Spin, statistics, orientations, unitarity

Abstract

A topological quantum field theory is Hermitian if it is both oriented and complex-valued, and orientation-reversal agrees with complex-conjugation. A field theory satisfies spin-statistics if it is both spin and super, and $360^\circ$-rotation of the spin structure agrees with the operation of flipping the signs of all fermions. We set up a framework in which these two notions are precisely analogous. In this framework, field theories are defined over $\mathrm{Vect}_{\mathbb R}$, but rather than being defined in terms of a single tangential structure, they are defined in terms of a bundle of tangential structures over $\mathrm{Spec}(\mathbb R)$. Bundles of tangential structures may be etale-locally equivalent without being equivalent, and Hermitian field theories are nothing but the field theories controlled by the unique nontrivial bundle of tangential structures that is etale-locally equivalent to Orientations.
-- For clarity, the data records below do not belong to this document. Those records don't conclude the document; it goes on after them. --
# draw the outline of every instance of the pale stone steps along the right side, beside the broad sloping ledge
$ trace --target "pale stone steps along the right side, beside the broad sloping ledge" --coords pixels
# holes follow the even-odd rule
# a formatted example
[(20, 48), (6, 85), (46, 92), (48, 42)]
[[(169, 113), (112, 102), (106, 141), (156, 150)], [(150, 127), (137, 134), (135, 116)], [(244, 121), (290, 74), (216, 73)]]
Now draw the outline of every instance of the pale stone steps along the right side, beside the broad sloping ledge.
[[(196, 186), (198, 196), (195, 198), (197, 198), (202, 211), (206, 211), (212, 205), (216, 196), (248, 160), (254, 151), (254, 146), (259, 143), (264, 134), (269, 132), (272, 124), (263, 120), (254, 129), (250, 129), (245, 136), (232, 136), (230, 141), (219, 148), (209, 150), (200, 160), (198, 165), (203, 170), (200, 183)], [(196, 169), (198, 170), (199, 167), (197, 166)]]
This bundle owes its existence to the fact that $\pi_1^{et}(\mathrm{Spec}(\mathbb R)) = \pi_1{BO}$. We interpret Deligne's "existence of super fiber functors" theorem as implying that in a categorification of algebraic geometry in which symmetric monoidal categories replace commutative rings, $\pi_2^{et}(\mathrm{Spec}(\mathbb R)) = \pi_2{BO}$. There are eight bundles etale-locally equivalent to Spins, one of which is distinguished; upon unpacking the meaning of that distinguished tangential structure, one arrives at field theories that are both Hermitian and satisfy spin-statistics. Finally, we formulate a notion of "reflection-positivity" and prove that if an etale-locally-oriented field theory is reflection-positive then it is necessarily Hermitian, and if an etale-locally-spin field theory is reflection-positive then it necessarily both satisfies spin-statistics and is Hermitian. The latter result is a topological version of the famous Spin-Statistics Theorem.